この妖精は特別お間抜けである。前編
 軋むベッドの上にカレッサは横たわっていた。酷くお腹が空いていた。種族の特性と運命を真っ向から否定して精気を吸わずに過ごしていただけならともかく、その不足分を補うための食事が出来ずにいた。
 どうしてかというと、彼女は今、捕らわれの身だからである。
 非力な彼女には、両手首をぎっちりと縛る紐すら千切れない。最初は腕を引っ張ったり紐に噛みついたりしてみたが全く歯が立たなかった。

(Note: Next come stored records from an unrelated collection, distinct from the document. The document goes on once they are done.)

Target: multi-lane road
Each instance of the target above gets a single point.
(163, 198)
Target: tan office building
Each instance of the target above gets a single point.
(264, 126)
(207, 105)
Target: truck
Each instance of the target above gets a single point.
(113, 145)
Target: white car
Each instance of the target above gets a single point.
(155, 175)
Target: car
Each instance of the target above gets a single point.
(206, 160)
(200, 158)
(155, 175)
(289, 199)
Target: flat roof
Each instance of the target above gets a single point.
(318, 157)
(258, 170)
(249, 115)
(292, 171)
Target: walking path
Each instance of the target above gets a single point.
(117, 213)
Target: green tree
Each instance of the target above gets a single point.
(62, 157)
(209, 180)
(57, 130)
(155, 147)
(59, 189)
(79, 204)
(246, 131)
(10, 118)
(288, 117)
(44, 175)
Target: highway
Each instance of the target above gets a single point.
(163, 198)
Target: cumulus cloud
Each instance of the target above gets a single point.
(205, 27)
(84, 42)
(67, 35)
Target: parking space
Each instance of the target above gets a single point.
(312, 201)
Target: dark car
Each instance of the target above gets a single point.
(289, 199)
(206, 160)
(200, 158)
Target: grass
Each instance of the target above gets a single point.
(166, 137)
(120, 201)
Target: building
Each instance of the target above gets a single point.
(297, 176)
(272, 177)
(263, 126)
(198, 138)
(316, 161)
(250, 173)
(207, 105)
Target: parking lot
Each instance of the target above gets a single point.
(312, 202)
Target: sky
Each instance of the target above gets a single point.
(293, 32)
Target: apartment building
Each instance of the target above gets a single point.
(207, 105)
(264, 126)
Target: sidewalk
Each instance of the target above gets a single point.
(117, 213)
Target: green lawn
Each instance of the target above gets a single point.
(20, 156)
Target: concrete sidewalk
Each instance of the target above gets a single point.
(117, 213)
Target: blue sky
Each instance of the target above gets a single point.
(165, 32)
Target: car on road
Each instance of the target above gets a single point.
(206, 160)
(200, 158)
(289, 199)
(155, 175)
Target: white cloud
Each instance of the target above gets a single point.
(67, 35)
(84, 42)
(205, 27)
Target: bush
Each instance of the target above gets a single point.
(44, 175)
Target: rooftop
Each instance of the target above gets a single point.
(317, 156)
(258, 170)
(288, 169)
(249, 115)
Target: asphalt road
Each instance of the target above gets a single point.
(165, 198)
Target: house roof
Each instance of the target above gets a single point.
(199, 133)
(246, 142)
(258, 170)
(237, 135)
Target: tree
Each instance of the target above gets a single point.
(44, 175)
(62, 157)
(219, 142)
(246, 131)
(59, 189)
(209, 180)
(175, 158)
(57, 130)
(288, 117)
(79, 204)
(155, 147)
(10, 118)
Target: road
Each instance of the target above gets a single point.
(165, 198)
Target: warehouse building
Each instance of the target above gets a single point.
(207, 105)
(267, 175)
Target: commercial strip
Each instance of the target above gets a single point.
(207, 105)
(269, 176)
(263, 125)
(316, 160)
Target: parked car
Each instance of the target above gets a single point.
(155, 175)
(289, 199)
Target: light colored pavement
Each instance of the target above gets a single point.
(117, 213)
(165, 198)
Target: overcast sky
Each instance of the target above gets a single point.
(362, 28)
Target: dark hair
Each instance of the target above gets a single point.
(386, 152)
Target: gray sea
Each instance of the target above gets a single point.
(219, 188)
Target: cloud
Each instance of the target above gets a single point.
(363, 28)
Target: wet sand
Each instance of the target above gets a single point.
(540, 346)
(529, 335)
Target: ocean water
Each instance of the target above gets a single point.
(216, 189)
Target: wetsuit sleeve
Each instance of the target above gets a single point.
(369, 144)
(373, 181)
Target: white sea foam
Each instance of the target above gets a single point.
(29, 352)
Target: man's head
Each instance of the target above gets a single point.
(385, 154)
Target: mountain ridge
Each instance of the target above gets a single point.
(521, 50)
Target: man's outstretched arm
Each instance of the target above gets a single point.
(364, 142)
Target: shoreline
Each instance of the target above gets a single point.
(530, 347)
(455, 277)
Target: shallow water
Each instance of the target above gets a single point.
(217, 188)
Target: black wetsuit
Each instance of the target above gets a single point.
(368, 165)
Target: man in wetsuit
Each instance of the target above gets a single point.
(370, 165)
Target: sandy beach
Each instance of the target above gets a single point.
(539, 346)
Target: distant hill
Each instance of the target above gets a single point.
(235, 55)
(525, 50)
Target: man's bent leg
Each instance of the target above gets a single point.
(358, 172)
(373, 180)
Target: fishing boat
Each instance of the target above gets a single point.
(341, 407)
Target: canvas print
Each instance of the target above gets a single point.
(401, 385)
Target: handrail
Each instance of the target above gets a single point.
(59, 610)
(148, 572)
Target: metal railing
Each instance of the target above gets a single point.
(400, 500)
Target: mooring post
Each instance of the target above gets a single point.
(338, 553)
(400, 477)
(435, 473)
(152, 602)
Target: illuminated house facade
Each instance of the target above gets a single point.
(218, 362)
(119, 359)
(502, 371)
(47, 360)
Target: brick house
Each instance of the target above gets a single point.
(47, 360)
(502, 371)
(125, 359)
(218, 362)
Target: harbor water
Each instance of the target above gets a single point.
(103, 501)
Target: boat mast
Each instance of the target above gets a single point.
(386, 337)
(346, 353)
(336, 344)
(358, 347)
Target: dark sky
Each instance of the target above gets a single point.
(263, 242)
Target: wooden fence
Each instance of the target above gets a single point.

いくら人外特殊能力所持者とはいえ、カレッサはゲームで言うところの魔法使い系、それもかなり腕力に不安があるタイプだ。人間ですら何とかできそうな手の拘束を、彼女はどうにもできない。
 勿論浮くことを防ぐため、鉄球付きの足枷も取り付けられてある。紐と違い、足枷には特殊な術式を丹念に重ねがけしてあった。枷に触れている箇所から、体内を侵食し力を奪われていく感覚がする。長い鎖の先、床でのっしり鎮座する鉄球に関しては、単純な重しとしての機能しかないようだ。

「おなかすいた……」

 ひもじくて、情けなくて、視界が霞む。カレッサはひとりめそめそと泣いた。
 何処で情報がどう渡るか知れないのがこの街だ。そして、いつ谷底に真っ逆さまな危険へ巻き込まれるのかも。
 カレッサが捕まったことに関しては、正直、彼女自身が油断しきっていたせいだ。見たことのない異界人に声を掛けられ、「綺麗だね」だとか何とか褒められただけで舞い上がって、ホイホイついて行ってしまった。入り組んだ路地を進み、怪しげな香り漂う店へと引き込まれ、いかにもな官能的雰囲気を察して“これは危険かもしれない”と思った時には遅かった。
 あれよあれよという間に複数人に囲まれた彼女は、両手を縛られ、足枷を付けられ、この部屋に放り込まれたのだった。
 薄暗い照明しかなくとも、目に痛い配色のこの部屋が、それらしき行為に及ぶような空間として作られたものだというのが判った。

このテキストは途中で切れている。